2. Kapitel

Ich riss meine Augen auf und bevor ich mich aufrappeln konnte, stand meine beste Freundin auch schon im Zimmer.
Tränen liefen ihr bereits übers Gesicht und auch meine Kehle wurde eng. Ich schluckte und versuchte die aufkommenden Tränen fortzublinzeln.

Jessy stürzte auf mich zu und nichts war mehr wichtig. Es war egal, dass sie bei dieser Kälte nur eine dünne Jeansjacke an hatte. Es war nicht wichtig, dass sie ohne mein Wissen ihre wunderschönen hüftlangen Haare auf Schulterhöhe gekürzt hatte. Es war mir so was von egal, dass sie mit ihren dreckigen Straßenschuhen nasse Abdrücke auf meinem Zimmerboden hinterließ.
Unsere Körper prallten aufeinander und ich schlang meine Arme um sie. Gierig atmete ich den Duft ihres Parfums ein.

„Ich hatte solche Angst um dich!", schniefte sie in meine Haare hinein. „Eine Lawine! Herrgott, ich hätte bei dir sein müssen. Ich hätte dich davon abhalten müssen! Scheiße, ich habe mir solche Vorwürfe gemacht!"
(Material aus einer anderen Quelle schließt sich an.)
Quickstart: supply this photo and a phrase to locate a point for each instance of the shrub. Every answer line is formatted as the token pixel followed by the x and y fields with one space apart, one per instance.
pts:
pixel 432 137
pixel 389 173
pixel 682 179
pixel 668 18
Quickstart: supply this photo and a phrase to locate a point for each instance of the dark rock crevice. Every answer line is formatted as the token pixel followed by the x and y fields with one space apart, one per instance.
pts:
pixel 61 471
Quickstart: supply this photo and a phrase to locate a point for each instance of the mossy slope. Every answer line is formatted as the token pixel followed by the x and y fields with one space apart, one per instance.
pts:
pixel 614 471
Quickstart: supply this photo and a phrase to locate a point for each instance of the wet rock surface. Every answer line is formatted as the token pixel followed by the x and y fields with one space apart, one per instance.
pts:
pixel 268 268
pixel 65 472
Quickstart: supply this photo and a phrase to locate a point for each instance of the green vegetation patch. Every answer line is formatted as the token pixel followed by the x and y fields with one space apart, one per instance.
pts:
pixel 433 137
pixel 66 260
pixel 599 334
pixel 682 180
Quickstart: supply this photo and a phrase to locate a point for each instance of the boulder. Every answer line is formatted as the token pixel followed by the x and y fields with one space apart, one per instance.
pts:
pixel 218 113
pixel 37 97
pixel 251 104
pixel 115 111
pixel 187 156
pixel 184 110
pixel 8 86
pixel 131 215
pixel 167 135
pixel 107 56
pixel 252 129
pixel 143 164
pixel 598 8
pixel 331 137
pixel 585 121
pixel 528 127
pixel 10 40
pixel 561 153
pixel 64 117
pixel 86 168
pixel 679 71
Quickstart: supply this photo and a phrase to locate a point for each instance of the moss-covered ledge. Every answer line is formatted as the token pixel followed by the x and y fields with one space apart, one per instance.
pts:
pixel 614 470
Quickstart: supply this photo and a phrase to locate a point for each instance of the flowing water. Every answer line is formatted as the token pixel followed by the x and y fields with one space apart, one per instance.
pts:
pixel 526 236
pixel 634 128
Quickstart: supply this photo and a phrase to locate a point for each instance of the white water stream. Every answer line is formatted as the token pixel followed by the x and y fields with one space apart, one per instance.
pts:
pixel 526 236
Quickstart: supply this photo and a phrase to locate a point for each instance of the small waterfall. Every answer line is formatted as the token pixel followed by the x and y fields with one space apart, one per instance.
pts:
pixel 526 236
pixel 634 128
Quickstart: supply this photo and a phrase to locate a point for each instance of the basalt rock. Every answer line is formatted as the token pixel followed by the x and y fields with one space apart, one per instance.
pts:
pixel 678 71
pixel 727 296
Der Damm war gebrochen und nun stürzten auch mir Tränen über die Wangen. „Ich hab dich vermisst", wisperte ich und wurde von Jessys Umarmung beinahe zerquetscht. Mein Oberteil wurde langsam aber sicher von unseren Tränen durchnässt.
„Ich habe es im Fernsehen gesehen. Der Rettungstrupp, die vielen Helfer. Mein Gott, Juna, es sind Leute dabei gestorben! Was wenn du auch darunter gewesen wärst?" Ihr Körper bebte vom vielen Schluchzen.

„Alles gut", flüsterte ich und drückte sie fest an mich, „es ist vorbei, ich bin ja wieder da."
Meine Schultern schmerzten bereits, da sich Jessys Fingernägel tief in meine Haut bohrten. Wir lagen uns in den Armen und wiegten uns hin und her.
Es dauerte eine Weile, bis wir zwei uns wieder soweit beruhigt hatten, dass wir uns voneinander lösen konnten, ohne erneut in Heulkrämpfe auszubrechen.

Das war sie. Meine Jessy.

Wir beide hatten uns auf mein Bett gesetzt und atmeten tief durch. Ihre Mascara war verlaufen und verlieh ihr somit das Aussehen eines niedlichen Pandabären. Oder wohl eher das eines Zombies auf Koks. Ich wusste, dass ich kaum besser aussehen konnte.
In Jessys blaugrauen Augen glitzerte noch die letzte Träne, doch sie grinste mich schon zaghaft an. Vermutlich hatte sie keine Ahnung, ob sie in dieser Situation überhaupt lächeln durfte. Um sie zu bestärken, grinste ich schief zurück.
„Verrückt", murmelte sie. „Du warst nur eine Woche weg, aber mit dem Gedanken im Kopf, dich nie wiederzusehen, kam es mir vor wie ein ganzes Leben."
Ich nickte verständnisvoll.

„Apropos eine Woche", warf ich ein und zupfte ein wenig an ihren weißblond gefärbten Haaren herum, „du lässt dir die Mähne um mindestens vierzig Zentimeter abschneiden und sagst mir davor nichts? Immerhin bin ich kein Jahr im Ausland gewesen, sondern nur eine Woche in den Bergen!"
Ich lachte, doch innerlich kränkte es mich sogar. Es ärgerte mich, dass ich mir wegen so etwas Unwichtigem wie Haare Gedanken machte und doch hätte ich erwartet, dass sie diesen, für eine Frau emotionalen Schritt mit mir teilen würde.
Immerhin war sie nicht nur meine, sondern ich auch ihre beste Freundin.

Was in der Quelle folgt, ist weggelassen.